Le 8 mars, le mimosa ?  Attention aux allergies

Le 8 mars, le mimosa ? Attention aux allergies

Mimosa? Non, merci. La fleur qui est depuis près de 80 ans le symbole national du 8 mars – choisie en 1946 par l’Union des femmes italiennes parce qu’elle était « de saison » et abordable pour tous les budgets, dans un pays appauvri par la guerre – n’est pas pour tout le monde. Certaines personnes en souffrent et elles ne sont pas très rares : s’il est vrai que « l’allergie au mimosa, par rapport à celle déclenchée par d’autres pollens, est en réalité assez rare », selon « des données en grande partie italiennes de la région ligure, l’estimation est qu’environ 1% des allergies respiratoires souffrent également du pollen de mimosa. Un pourcentage qui s’élève jusqu’à environ 30%, selon les statistiques et les régions du monde, parmi les travailleurs horticoles ». Enrico Heffler, directeur de l’École de spécialisation en allergologie et immunologie clinique de l’Université Humanitas, l’explique à Adnkronos Salute.

A l’occasion de la Journée internationale de la femme, l’expert de l’université milanaise fait le point sur un désordre que le réchauffement climatique semble destiné à prolonger, en avançant jusqu’à un mois son éclosion. Et qui paradoxalement pourrait intéresser particulièrement l’univers ‘rose’ : « Parmi ceux qui souffrent d’allergies respiratoires », non pas spécifiquement d’allergie au mimosa, mais de pollinose en général, « les mâles sont plus nombreux en âge pédiatrique. Mais chez l’adulte – précise Heffler – les femmes sont clairement prédominantes ». Les symptômes sont « les classiques des allergies respiratoires : rhinite, conjonctivite et éventuellement asthme », dans les cas les plus graves.
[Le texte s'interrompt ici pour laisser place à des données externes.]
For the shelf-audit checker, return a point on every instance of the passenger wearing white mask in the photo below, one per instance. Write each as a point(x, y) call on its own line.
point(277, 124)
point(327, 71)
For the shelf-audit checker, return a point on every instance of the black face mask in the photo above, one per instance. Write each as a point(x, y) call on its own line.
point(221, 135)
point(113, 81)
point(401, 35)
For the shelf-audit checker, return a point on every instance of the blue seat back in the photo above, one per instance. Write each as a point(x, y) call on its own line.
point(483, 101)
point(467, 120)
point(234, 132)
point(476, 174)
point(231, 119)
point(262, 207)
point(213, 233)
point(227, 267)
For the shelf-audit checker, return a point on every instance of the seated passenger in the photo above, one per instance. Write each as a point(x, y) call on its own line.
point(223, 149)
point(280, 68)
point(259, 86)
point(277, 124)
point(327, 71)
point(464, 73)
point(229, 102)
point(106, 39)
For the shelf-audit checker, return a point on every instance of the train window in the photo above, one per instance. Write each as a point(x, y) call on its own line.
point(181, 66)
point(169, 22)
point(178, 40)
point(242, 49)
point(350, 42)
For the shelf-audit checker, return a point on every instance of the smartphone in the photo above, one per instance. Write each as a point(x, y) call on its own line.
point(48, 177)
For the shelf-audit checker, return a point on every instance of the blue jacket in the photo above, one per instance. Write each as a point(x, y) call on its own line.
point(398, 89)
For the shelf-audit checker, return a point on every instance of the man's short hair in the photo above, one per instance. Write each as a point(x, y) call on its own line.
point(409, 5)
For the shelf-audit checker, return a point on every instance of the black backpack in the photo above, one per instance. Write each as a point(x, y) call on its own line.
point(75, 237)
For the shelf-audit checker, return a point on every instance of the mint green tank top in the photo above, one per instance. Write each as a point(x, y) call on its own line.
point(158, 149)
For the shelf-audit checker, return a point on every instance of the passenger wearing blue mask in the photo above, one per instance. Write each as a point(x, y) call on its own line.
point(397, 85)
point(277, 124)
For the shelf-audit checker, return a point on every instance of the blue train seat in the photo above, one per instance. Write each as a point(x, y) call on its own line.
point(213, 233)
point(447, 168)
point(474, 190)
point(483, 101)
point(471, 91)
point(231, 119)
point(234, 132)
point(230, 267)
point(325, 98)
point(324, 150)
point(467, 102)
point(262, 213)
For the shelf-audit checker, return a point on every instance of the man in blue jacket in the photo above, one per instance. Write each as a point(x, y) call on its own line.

Dans le jargon des allergies, l’intolérance au mimosa est définie comme une « pollinose de proximité ». Cela signifie que, pour que les troubles se manifestent, la fleur doit être pratiquement à portée de main ou en grande quantité. « Le pollen du mimosa, une plante de la famille des acacias – explique le spécialiste d’Humanitas – est en fait un pollen particulièrement lourd, qui en tant que tel ne se disperse pas facilement dans l’air », c’est-à-dire qu’il ne vole pas. Cela arrive à toutes les plantes, notamment celles à fleurs, dont la pollinisation (appelée entomophile) utilise les insectes au lieu du vent pour transporter le pollen (pollinisation anémophile). « L’allergie au mimosa est donc une allergie qui touche principalement ceux qui cultivent ou vendent cette plante : les exploitants horticoles en effet, pour qui elle peut être une maladie professionnelle », souligne Heffler.

« Alors – continue l’expert – il est peu probable que le mimosa soit une plante qui provoque des allergies à elle seule : ceux qui deviennent allergiques au pollen du mimosa sont généralement aussi allergiques au pollen d’autres arbres qui fleurissent plus ou moins à la même période, généralement à partir de Février à avril mai ». Parmi tous « le bouleau ou le noisetier », qui produisent un pollen certainement plus répandu que celui du mimosa et « avec des caractéristiques de volatilité complètement différentes. D’un point de vue moléculaire, les protéines qu’ils contiennent sont très similaires à celles du mimosa. au niveau macroscopique, ils sont beaucoup plus légers et sont donc dispersés dans l’air ». C’est pourquoi pour souffrir d’une allergie au bouleau, par exemple, il n’est pas nécessaire de le « sentir », mais « il suffit de vivre dans une ville où il y en a très peu ».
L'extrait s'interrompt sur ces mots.